„Die Zukunft sieht nicht rosig aus”

von Redaktion

„Eine Talfahrt ohne Endstation“, sagt die IHK. „Zu wenig Wohnraum“, schallt es vom Immobilienmarkt. Und „Die Zinsen steigen“, heißt es vonseiten der Banken. Doch wie verschuldet ist jeder Einzelne in der Region Rosenheim wirklich? Finanzexperte Philipp Ganzmüller verrät es im Gespräch mit den OVB-Heimatzeitungen.

Rosenheim – „Stellen Sie sich einen großen Frachtcontainer vor, der seit Jahren konstant flussabwärts fährt.” Mit diesen Worten versucht Philipp Ganzmüller, geschäftsführender Gesellschafter der Firma Creditreform Rosenheim, die Entwicklung der Schulden in der Region zu beschreiben. Denn so seltsam es in Zeiten der Krisen klingen mag: Seit 2019 ging die Schuldnerquote in der Region Rosenheim konstant nach unten.

Schuldnerquote
in Rosenheim sinkt

Das belegen zumindest die Statistiken des aktuellen Schuldneratlas. Zum Stichtag am 1. Oktober 2023 waren demnach nur 5,03 Prozent aller Rosenheimer im Landkreis verschuldet. Die Anzahl derjenigen, die laut Definition mehr Lebenskosten als Einnahmen haben, sank somit seit dem „Rekordtief“ aus dem Vorjahr nochmals um 0,33 Prozentpunkte.
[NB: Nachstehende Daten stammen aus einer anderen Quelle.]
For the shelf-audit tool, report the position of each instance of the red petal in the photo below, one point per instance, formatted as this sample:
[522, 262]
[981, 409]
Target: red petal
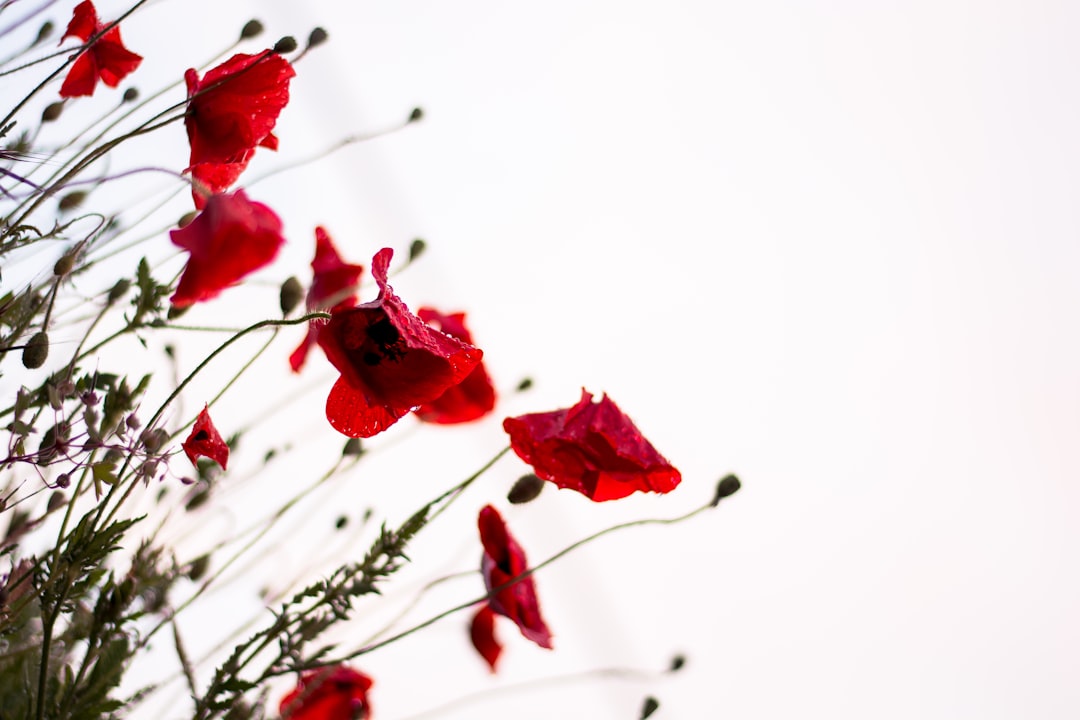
[593, 448]
[82, 77]
[205, 442]
[503, 559]
[83, 22]
[470, 399]
[482, 633]
[331, 693]
[231, 238]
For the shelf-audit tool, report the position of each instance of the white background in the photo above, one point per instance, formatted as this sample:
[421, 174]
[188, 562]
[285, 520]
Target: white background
[831, 246]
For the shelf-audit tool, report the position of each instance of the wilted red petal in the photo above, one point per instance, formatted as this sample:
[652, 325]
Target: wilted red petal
[83, 22]
[231, 110]
[390, 361]
[205, 442]
[231, 238]
[471, 398]
[334, 281]
[593, 448]
[503, 559]
[331, 693]
[482, 633]
[106, 59]
[333, 284]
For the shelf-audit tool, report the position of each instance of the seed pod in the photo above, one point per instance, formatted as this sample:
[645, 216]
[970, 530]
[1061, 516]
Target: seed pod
[36, 351]
[526, 489]
[284, 45]
[252, 28]
[292, 293]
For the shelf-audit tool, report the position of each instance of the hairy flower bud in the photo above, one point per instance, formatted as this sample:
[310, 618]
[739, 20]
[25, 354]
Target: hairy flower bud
[252, 28]
[318, 37]
[55, 502]
[119, 290]
[727, 487]
[526, 489]
[52, 111]
[36, 351]
[71, 201]
[46, 29]
[417, 248]
[64, 265]
[285, 45]
[292, 293]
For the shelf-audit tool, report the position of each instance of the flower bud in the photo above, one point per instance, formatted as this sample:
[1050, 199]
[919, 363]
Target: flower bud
[46, 29]
[417, 248]
[318, 37]
[153, 439]
[252, 28]
[36, 351]
[71, 201]
[119, 290]
[727, 487]
[526, 489]
[292, 293]
[198, 567]
[55, 502]
[65, 265]
[284, 45]
[52, 111]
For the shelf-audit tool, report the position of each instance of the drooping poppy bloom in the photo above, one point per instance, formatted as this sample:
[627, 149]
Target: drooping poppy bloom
[331, 693]
[231, 110]
[205, 442]
[470, 399]
[503, 559]
[333, 286]
[593, 448]
[105, 59]
[231, 238]
[390, 361]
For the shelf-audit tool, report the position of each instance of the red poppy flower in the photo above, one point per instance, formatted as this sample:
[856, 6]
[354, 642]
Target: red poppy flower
[503, 559]
[390, 361]
[474, 396]
[592, 448]
[231, 238]
[231, 111]
[105, 59]
[333, 285]
[205, 442]
[331, 693]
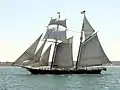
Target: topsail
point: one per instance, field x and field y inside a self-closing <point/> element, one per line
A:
<point x="28" y="55"/>
<point x="58" y="22"/>
<point x="87" y="28"/>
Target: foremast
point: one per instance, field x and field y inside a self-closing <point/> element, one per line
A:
<point x="81" y="38"/>
<point x="53" y="58"/>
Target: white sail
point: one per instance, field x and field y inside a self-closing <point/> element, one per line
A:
<point x="56" y="35"/>
<point x="39" y="52"/>
<point x="64" y="56"/>
<point x="28" y="54"/>
<point x="92" y="53"/>
<point x="58" y="22"/>
<point x="87" y="28"/>
<point x="44" y="59"/>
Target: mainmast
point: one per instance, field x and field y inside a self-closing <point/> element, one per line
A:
<point x="55" y="43"/>
<point x="81" y="38"/>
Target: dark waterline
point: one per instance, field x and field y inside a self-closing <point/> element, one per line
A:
<point x="12" y="78"/>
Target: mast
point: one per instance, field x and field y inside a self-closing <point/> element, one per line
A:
<point x="55" y="44"/>
<point x="81" y="38"/>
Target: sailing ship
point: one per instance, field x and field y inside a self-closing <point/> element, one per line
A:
<point x="90" y="53"/>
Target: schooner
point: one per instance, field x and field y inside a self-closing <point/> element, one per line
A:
<point x="90" y="51"/>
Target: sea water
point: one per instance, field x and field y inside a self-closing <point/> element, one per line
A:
<point x="12" y="78"/>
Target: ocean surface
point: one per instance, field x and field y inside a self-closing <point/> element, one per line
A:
<point x="12" y="78"/>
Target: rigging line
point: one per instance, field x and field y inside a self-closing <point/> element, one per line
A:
<point x="74" y="31"/>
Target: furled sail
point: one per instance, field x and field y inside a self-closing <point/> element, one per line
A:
<point x="44" y="59"/>
<point x="56" y="35"/>
<point x="64" y="56"/>
<point x="58" y="22"/>
<point x="87" y="28"/>
<point x="92" y="53"/>
<point x="28" y="54"/>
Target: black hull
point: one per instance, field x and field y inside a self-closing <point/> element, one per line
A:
<point x="81" y="71"/>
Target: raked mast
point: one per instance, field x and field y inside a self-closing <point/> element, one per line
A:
<point x="81" y="38"/>
<point x="55" y="43"/>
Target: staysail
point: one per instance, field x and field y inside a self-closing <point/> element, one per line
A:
<point x="64" y="56"/>
<point x="39" y="52"/>
<point x="44" y="60"/>
<point x="52" y="33"/>
<point x="28" y="54"/>
<point x="92" y="53"/>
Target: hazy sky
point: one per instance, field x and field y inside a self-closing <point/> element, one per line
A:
<point x="22" y="21"/>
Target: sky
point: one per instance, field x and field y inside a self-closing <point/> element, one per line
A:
<point x="22" y="22"/>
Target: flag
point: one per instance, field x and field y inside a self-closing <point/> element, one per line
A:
<point x="58" y="12"/>
<point x="83" y="12"/>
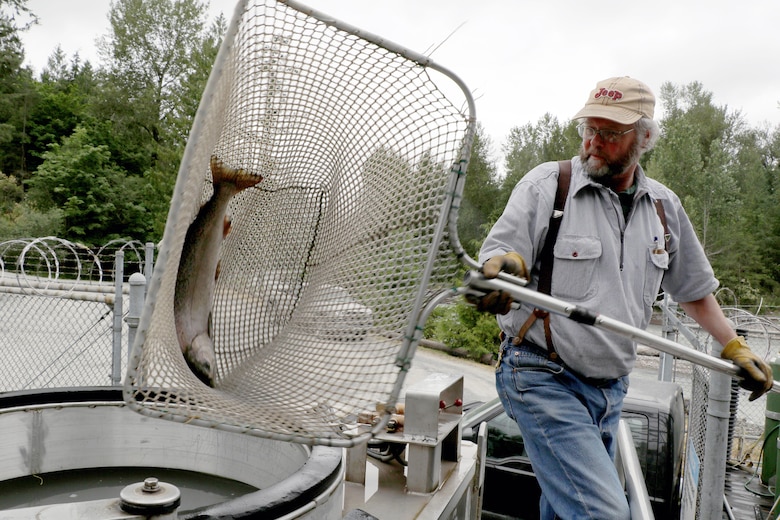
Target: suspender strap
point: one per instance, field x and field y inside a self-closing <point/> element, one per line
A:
<point x="659" y="208"/>
<point x="547" y="257"/>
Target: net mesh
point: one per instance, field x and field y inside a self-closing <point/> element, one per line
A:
<point x="333" y="256"/>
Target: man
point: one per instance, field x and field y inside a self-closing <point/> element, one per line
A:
<point x="564" y="382"/>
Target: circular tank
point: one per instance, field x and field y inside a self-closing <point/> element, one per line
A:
<point x="85" y="444"/>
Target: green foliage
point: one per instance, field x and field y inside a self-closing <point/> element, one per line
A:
<point x="480" y="193"/>
<point x="726" y="177"/>
<point x="25" y="222"/>
<point x="532" y="144"/>
<point x="98" y="201"/>
<point x="461" y="326"/>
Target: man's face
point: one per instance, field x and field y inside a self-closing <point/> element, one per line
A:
<point x="602" y="158"/>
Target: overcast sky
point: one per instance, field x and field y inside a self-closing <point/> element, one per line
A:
<point x="522" y="58"/>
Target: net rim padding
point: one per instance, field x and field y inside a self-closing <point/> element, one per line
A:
<point x="200" y="132"/>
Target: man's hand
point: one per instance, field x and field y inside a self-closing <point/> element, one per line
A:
<point x="511" y="263"/>
<point x="499" y="302"/>
<point x="757" y="376"/>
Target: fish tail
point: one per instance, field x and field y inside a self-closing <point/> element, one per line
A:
<point x="242" y="179"/>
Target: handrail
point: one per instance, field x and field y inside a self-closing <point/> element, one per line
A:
<point x="476" y="281"/>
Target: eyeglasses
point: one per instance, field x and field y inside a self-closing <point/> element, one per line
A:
<point x="609" y="136"/>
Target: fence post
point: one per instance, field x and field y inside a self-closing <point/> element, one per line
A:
<point x="666" y="361"/>
<point x="149" y="263"/>
<point x="137" y="294"/>
<point x="116" y="358"/>
<point x="716" y="440"/>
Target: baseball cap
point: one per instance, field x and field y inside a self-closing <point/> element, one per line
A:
<point x="623" y="99"/>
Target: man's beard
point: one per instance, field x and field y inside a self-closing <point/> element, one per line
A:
<point x="610" y="169"/>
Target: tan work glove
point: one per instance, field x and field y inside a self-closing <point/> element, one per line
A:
<point x="499" y="302"/>
<point x="757" y="376"/>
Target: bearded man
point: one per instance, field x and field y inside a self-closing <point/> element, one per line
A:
<point x="564" y="382"/>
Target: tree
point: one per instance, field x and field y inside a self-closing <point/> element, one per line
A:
<point x="15" y="87"/>
<point x="708" y="157"/>
<point x="149" y="57"/>
<point x="62" y="98"/>
<point x="480" y="194"/>
<point x="158" y="58"/>
<point x="530" y="145"/>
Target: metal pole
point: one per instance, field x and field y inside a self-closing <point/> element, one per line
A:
<point x="116" y="358"/>
<point x="478" y="283"/>
<point x="137" y="293"/>
<point x="666" y="361"/>
<point x="716" y="440"/>
<point x="149" y="262"/>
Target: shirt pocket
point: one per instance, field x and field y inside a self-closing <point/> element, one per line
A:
<point x="575" y="266"/>
<point x="657" y="264"/>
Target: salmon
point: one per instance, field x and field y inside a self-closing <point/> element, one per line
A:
<point x="198" y="270"/>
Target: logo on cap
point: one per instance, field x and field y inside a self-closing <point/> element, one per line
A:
<point x="615" y="95"/>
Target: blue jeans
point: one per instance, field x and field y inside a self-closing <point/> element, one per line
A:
<point x="569" y="428"/>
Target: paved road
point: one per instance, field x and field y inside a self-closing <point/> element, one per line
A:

In absoluten Zahlen sind knapp 11000 Einwohner im Landkreis zu hoch verschuldet.

Doch damit ist der Landkreis Rosenheim nicht alleine, wie Ganzmüller betont. Auch in Mühldorf, Traunstein und in Rosenheim Stadt ging diese Quote im Vergleich zu 2022 noch einmal leicht nach unten. Sind die Hiobsbotschaften von Energiekrisen, hohen Unterhaltskosten und weniger Kreditvergaben also am Ende gar nicht so schlimm? „Nicht unbedingt”, meint Ganzmüller und kehrt zum Gleichnis aus der Schifffahrt zurück. Denn laut Angaben des Geschäftsführers zeichnen sich am Horizont ein paar Faktoren ab, die eine Trendwende einleiten könnten. Einer dieser Faktoren ist die sogenannte weiche Überschuldung. Das sind gemäß des Schuldneratlas beispielsweise Mahnungen von Gläubigern, die aber noch nicht bei Gericht (harte Überschuldung) gelandet sind.

Die Quote dieser weichen Überschuldung hat erstmals seit 2020 wieder zugenommen.

Für Ganzmüller ist das ein „Warnsignal”, zumal von diesem Anstieg in der Region Rosenheim vor allem 18- bis 30-Jährige betroffen sind. Hier stieg die Quote von 3,98 auf 4,04 Prozent. „In diesem Alter sind die Finanzen meistens noch nicht so gefestigt”, meint der Experte. Seiner Erfahrung nach kommen aber nur wenige, die so früh in einer negativen Spirale gefangen sind, wieder einfach so heraus.

Hinzu seien die toxischen Faktoren, die sich in der Wirtschaft abzeichnen, durchaus ernst zu nehmen. So bezeichnete der Bayerische IHK-Chef Manfred Gößl die aktuelle Lage als Abfahrt ohne ersichtliche Talstation. Die Folge: Eine „massive Verunsicherung” bei den Firmen in der Region, die sich in Form von Insolvenzen, wenn auch mit einer gewissen Verzögerung, künftig auch bei den Schulden bemerkbar machen könnte.

Aus diesem Grund möchte Ganzmüller auch nicht zu optimistisch in die Zukunft blicken. „Es sieht nicht allzu rosig aus”, meint der Geschäftsführer. Er rät daher gerade in den unsicheren Zeiten, vernünftig mit seinem Einkommen zu planen und sich bei eventuellen Engpässen frühzeitig Hilfe zu suchen. Laut Ganzmüller ist es zumindest durchaus sinnvoll, sich auf eine Wende des bisher so stabilen Frachtcontainers einzustellen.